No Hitchhikers Allowed

No Hitchhikers Allowed

Destroying Possible Contamination on Mars Sample’s Return to Earth

By Bethany Augliere

In July 2020, NASA’s Perseverance rover was launched to Mars. Upon landing Feb, 18, 2021, it’s goal became to look for past and present signs of life. When samples obtained by the rover return to Earth, Gregg Fields, Ph.D., is part of a team to help understand how to break the chain of contact with the Martian environment, ensuring all Martian material is contained and no possible stowaways survive the journey to Earth.

“While the risk is extremely low of any uncontained material, one wants a well-developed and highly effective approach to ensure the neutralization of hypothetical stowaways,” said Fields, executive director of FAU’s Institute for Human Health and Disease Intervention, and professor in the department of chemistry and biochemistry, Charles E. Schmidt College of Science.

The car-sized rover landed in the Jerezo Crater, a 28-mile-wide basin located in the planet’s northern hemisphere. Experts believe that around 3.5 billion years ago, a river flowed into a body of water about the size of Lake Tahoe, which straddles the border of California and Nevada. This is one of the best places to search for signs of microbial life, as the ancient river could have collected and preserved organic molecules, according to NASA.

While the rover searches, it will use up to 43 sample tubes, most of which are set to return to Earth as early as 2031, as part of the Mars sample return campaign being planned by NASA and the European Space Agency. The spacecraft is equipped with seven instruments, 25 cameras — the most ever in deep-space exploration — and even a helicopter the size of a tissue box to take aerial images.

Before the rover was ever even sent to space, NASA and its engineers worked hard to prevent Earth’s microbes from potentially contaminating Mars. That way, scientists also know that any potential discovery of life did in fact, originate on the red planet. Upon the samples’ return, now the goal is to ensure that no uncontained or unsterilized material is returned to Earth.

Prior to FAU joining the team, the three laboratories working on this potential problem include the NASA Jet Propulsion Laboratory based out of California, Nelson Laboratories headquartered in Utah, and Johnson & Johnson based in New Jersey. In June 2021, when they needed complementary techniques for the analysis of proteins and their degradation products, they reached out to Fields, whose laboratory has studied protein behaviors for more than 30 years.
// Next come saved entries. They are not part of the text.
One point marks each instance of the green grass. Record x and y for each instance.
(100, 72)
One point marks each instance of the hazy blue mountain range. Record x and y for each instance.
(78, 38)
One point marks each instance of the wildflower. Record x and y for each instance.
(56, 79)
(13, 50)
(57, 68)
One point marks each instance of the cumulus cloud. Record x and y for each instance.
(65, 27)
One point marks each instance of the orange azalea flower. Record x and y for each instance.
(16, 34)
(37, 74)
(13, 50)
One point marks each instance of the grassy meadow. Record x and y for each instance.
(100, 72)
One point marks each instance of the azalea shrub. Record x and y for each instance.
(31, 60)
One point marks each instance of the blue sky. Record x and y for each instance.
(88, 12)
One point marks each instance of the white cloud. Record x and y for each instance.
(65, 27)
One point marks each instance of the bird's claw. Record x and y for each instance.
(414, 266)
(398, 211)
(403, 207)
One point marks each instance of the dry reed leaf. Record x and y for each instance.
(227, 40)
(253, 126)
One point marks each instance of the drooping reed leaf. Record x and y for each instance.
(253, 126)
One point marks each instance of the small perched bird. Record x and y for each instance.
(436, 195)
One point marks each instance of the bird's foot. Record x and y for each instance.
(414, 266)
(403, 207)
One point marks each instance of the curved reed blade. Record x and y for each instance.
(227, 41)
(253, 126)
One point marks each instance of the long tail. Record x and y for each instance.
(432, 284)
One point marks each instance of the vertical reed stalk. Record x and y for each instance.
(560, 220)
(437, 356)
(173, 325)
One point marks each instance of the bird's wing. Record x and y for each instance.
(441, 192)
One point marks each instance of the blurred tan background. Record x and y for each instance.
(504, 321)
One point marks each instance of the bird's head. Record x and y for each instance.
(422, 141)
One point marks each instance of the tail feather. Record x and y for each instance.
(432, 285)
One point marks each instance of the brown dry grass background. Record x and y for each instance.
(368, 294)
Currently, the idea is to seal the sample tubes in two redundant containers. This includes heat sterilization of the joint between the halves of the primary container at a temperature high enough to break down any external organisms or proteins. The question is what temperature is required and for how long.

"While the risk is extremely low of any uncontained material, one wants a well-developed and highly effective approach to ensure the neutralization of hypothetical stowaways."
— Gregg Fields, Ph.D.

To test this, the other laboratories send Fields heat-treated samples of a yeast prion protein. Then, Fields’ laboratory uses a combination of analytical techniques, such as mass spectrometry and liquid chromatography, to look at how much of the protein sample has broken down. So far, he’s tested the protein treated at 350- and 450-degrees Celsius (662- and 842-degrees Fahrenheit) and will ultimately test protein samples treated at 500-degrees Celsius (932-degrees Fahrenheit).

“500-degrees Celsius has been specified as the sterilization parameter, but my laboratory’s ongoing work provides possible flexibility if needed in engineering parameters,” Fields said. The goal is to break the proteins down into the amino acid components, which are the building blocks of proteins.

As the samples are expected to return to Earth in about 10 years, Fields has time to continue experimenting. “Do I actually believe there are dangerous microorganisms and proteins on Mars,” Fields asked? “No, I really don’t. But we still have to protect against it by behaving at all times like there could be a hazard.”